In the four decades since then, I've been blessed to meet numbers of other folks with the same vision--but a lot less naivete. The older I've gotten, the more daunting the task has seemed. Now I realize that even if the Gazette, the Register, or some other small-to-medium city paper were to be offered for sale in the next few weeks, evangelical Christians would be woefully unprepared--on two critical counts--to do anything about it.
We are probably unprepared financially. When a small city daily not far from Asheville, N.C., was rumored a year or two ago to be for sale, I heard investors speculate that the owner almost certainly would reject an offer that didn't exceed $60 million. Buying properties like that takes deep pockets.
But the real deficiency is that we don't begin to have the people we need to staff an effort like the one we've all dreamed of. Any newspaper--even a small one--takes men and women with gifts in reporting, writing, editing, marketing, circulation, advertising, finance, and management. A newspaper that by design sets out to publish by Christian principles needs gifted people in all those areas who have worked hard to hone their gifts, as Christians, and who want to use them together in a team effort.
Right there may be the biggest rub--for I know of no serious effort in America in recent years to get all these kinds of people together to talk about what it means to publish a daily newspaper Christianly. Is there a Christian slant on the news? A Christian way to edit? A Christian filter for accepting and rejecting ads? A Christian perspective on financing a daily? Do you publish a Sunday paper--or a Monday edition prepared Sunday night? It's a dark, sinful world out there; is a Christian newspaper called on to reflect that faithfully? Even with careful discussion in advance, Christians will disagree, early efforts will fragment, and big investments will be threatened.
I bring all this up now because again last week someone visiting our office asked me: "Wouldn't it be great to have a Christian counterpart to USA Today?"
Indeed, it would, I thought. But it is almost always God's order of things that we walk before we run; we have to crawl before we learn to walk. We haven't even mastered a small town daily as a uniquely Christian voice. Are we really ready for a national edition?
My point in mentioning all this here has less to do with my boyhood dream than it does with our typical evangelical approach to things. We regularly talk of conquering giants before we have learned to exercise modest control over insects.
Here we are once more in all the furor of a presidential election, acting as if the outcome will fix the destiny of humankind. Meanwhile, few of us could name half the people on our own city councils, or a single county commissioner, or a single district judge. Has a group of Christians ever got together just to discuss what it would be like to govern a modern American town of 50,000 diverse people? Why do we suppose it's easier to bring a Christian worldview to national politics than to the local scene?
Similarly, it's more palatable for most of us evangelicals to get caught up in a mega-evangelistic effort than it is to explain the gospel to a next-door neighbor. It's more challenging to try to revitalize a denomination than a local church. It's easier to invite 10 fellows to Promise Keepers than it is to get involved in helping save the marriage of a couple you barely know in your own church.
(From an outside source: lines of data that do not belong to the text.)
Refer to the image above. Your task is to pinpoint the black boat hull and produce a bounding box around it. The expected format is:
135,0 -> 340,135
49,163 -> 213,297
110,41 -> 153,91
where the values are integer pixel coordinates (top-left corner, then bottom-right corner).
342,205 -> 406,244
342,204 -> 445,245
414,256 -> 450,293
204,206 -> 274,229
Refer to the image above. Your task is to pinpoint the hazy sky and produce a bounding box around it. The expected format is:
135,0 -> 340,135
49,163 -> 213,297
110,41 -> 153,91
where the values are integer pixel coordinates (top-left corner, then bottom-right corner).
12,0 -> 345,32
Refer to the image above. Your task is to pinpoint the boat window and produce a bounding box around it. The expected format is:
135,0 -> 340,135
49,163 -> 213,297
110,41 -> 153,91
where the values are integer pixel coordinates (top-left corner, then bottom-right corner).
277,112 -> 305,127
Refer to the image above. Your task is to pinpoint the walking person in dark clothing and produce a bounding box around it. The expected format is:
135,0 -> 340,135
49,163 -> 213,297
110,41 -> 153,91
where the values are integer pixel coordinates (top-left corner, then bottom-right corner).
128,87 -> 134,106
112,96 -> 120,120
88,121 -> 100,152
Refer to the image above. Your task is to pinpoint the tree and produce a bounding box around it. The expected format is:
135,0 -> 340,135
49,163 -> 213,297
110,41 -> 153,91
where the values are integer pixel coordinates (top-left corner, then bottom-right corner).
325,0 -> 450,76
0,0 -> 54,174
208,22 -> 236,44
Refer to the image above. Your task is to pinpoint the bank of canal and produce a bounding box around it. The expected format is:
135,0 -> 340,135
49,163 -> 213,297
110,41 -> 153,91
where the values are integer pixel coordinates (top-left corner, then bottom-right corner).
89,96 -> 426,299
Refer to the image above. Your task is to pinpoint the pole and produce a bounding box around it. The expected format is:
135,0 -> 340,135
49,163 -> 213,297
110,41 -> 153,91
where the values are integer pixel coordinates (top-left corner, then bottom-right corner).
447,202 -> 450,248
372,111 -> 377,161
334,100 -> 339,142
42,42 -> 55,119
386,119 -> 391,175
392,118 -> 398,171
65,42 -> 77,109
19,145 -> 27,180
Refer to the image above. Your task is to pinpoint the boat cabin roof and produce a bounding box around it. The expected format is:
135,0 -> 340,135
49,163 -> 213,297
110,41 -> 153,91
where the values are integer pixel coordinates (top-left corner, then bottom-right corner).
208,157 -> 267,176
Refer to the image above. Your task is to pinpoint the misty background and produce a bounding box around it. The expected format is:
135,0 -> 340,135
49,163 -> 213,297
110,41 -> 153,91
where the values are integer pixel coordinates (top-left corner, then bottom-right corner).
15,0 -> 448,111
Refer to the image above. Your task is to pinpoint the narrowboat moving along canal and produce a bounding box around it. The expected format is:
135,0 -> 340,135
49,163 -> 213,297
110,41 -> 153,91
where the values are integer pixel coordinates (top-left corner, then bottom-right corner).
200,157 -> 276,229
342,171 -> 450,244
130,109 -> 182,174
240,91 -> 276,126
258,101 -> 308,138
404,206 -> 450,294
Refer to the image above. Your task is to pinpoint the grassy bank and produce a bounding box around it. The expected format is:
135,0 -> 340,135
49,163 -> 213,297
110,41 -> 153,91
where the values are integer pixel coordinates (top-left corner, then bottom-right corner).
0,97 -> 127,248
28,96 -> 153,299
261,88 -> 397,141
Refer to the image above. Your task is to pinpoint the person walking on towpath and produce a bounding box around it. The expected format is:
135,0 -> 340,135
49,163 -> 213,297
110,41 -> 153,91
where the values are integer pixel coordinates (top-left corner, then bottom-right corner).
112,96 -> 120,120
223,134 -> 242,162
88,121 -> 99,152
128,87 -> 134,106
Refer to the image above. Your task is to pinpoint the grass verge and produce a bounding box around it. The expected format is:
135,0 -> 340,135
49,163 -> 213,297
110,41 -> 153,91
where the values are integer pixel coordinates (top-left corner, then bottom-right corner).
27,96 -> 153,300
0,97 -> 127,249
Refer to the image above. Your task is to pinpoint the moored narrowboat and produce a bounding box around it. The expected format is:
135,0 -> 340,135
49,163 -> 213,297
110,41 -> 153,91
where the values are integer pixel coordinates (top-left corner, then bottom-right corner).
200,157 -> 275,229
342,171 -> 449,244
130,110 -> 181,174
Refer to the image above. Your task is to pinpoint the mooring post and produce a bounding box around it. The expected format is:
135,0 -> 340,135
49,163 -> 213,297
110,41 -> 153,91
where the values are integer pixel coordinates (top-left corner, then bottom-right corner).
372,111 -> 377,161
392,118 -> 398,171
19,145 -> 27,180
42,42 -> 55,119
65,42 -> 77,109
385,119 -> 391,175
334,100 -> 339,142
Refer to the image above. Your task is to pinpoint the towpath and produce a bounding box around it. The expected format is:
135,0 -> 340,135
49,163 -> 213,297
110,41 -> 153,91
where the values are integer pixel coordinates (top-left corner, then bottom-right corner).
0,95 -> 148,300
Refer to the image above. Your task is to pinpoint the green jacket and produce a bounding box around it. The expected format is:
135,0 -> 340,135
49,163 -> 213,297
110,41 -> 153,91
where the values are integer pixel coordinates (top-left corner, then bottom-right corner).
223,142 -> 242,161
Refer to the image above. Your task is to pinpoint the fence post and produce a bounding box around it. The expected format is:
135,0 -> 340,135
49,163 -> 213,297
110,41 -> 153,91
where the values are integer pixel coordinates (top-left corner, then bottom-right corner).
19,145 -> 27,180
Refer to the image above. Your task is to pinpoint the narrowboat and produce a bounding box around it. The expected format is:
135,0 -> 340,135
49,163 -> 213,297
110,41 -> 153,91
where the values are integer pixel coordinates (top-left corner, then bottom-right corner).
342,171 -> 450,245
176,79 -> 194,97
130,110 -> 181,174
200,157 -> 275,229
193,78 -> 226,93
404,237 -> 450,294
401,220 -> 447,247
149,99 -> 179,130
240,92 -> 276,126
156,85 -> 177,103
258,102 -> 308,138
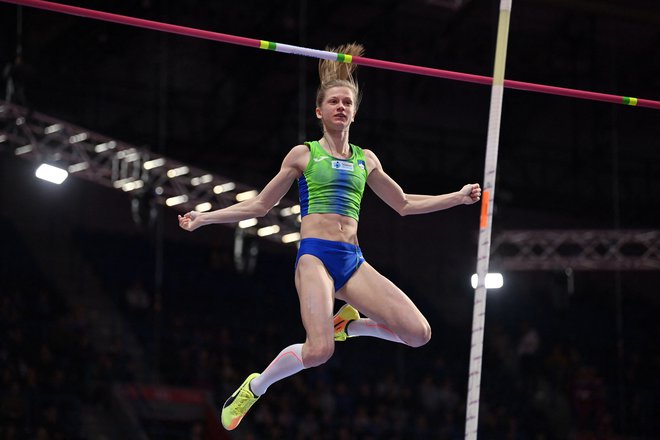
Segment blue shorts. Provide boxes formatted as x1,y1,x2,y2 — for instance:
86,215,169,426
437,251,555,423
296,238,364,292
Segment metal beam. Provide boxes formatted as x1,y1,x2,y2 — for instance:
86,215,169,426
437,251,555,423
491,229,660,271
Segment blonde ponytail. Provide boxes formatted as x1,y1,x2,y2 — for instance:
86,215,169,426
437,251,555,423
316,43,364,111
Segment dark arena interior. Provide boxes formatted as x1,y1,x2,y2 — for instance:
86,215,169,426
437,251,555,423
0,0,660,440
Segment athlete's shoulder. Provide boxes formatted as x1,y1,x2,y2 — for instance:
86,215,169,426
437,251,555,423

It's easier to talk about taking on a daily newspaper in a small city than it is to be faithful in tending to my existing tasks at WORLD magazine.
There is such a thing as having the right vision but the wrong strategic plan for achieving it. God's order, almost always, is for his people to start out by being faithful in little things. That was hard for me to remember when I was in my teens, and I still haven't learned the lesson the way I should.